Jangan sampai syarat islam yang memudahkan pernikahan hanya dengan kecukupan tanpa perlu menjadi mapan malah melenakan pemuda islam hari ini untuk menganggap remeh soal materi. Jangan sampai kalah dengan pemuda jarang ngaji yang justeru getol mencari pundi-pundi rezeki.
Allah memang menjanjikan kekayaan bagi pemuda yang menikah untuk menjauhi fitnah, tapi Allah melarang suami berbuat dhalim kepada isteri dengan tidak menafkahinya. Masa depan memang hanya Allah yang tahu, but we are required to strive for the best and leave the rest to Allah, bukan gaspol yang penting halal dulu.
Kalau ikhwan fillah mau mengajak seorang perempuan bertaaruf, kalian harus beres dengan diri kalian terlebih dulu. Beres dari sisi lahir (nafkah, materi, dll) dan juga batin (mental dan kematangan). Ingatlah, walaupun peran isteri juga sama pentingnya, tapi dalam menjalankan peran sebagai nakhoda bahtera rumah tangga, tanggung jawab seorang suami itu sangat penting. Ialah kebutuhan yang sangat amat mendasar dalam sebuah institusi sosial bernama pernikahan.
Dan untuk saudariku wahai wanita muslimah...
Ingatlah bahwa harga seorang muslimah begitu mahal dalam islam. Value kita dalam agama ini sangat berarti. Lebih baik menunggu orang yang tepat, siap, dan matang secara agama dan kecukupan materinya dibanding menurunkan standard kita dengan cepat-cepat mengiyakan seseorang yang terlanjur datang tapi meminta kita ikut membangun kesiapannya dalam jangka waktu yang lama untuk berubah dari laki-laki 'anak mama’ menjadi sosok kepala keluarga.

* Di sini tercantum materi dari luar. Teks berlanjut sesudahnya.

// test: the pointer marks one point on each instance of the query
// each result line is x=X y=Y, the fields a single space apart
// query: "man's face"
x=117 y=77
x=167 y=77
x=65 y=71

InsyaaaAllah, Allah akan menghadirkan laki-laki yang tepat dan beruntung mendapatkan kita kok jika masa penantiannya kita isi dengan hal-hal baik. Dengan bersiap diri menjadi isteri dan ibu masa depan dengan ikhtiar kita sendiri tanpa ada satu laki-laki pun tahu, insyaaaAllah Allah akan menghadirkan laki-laki yang sepadan dengan hasil ikhtiar kita membenahi diri. InsyaaaAllah!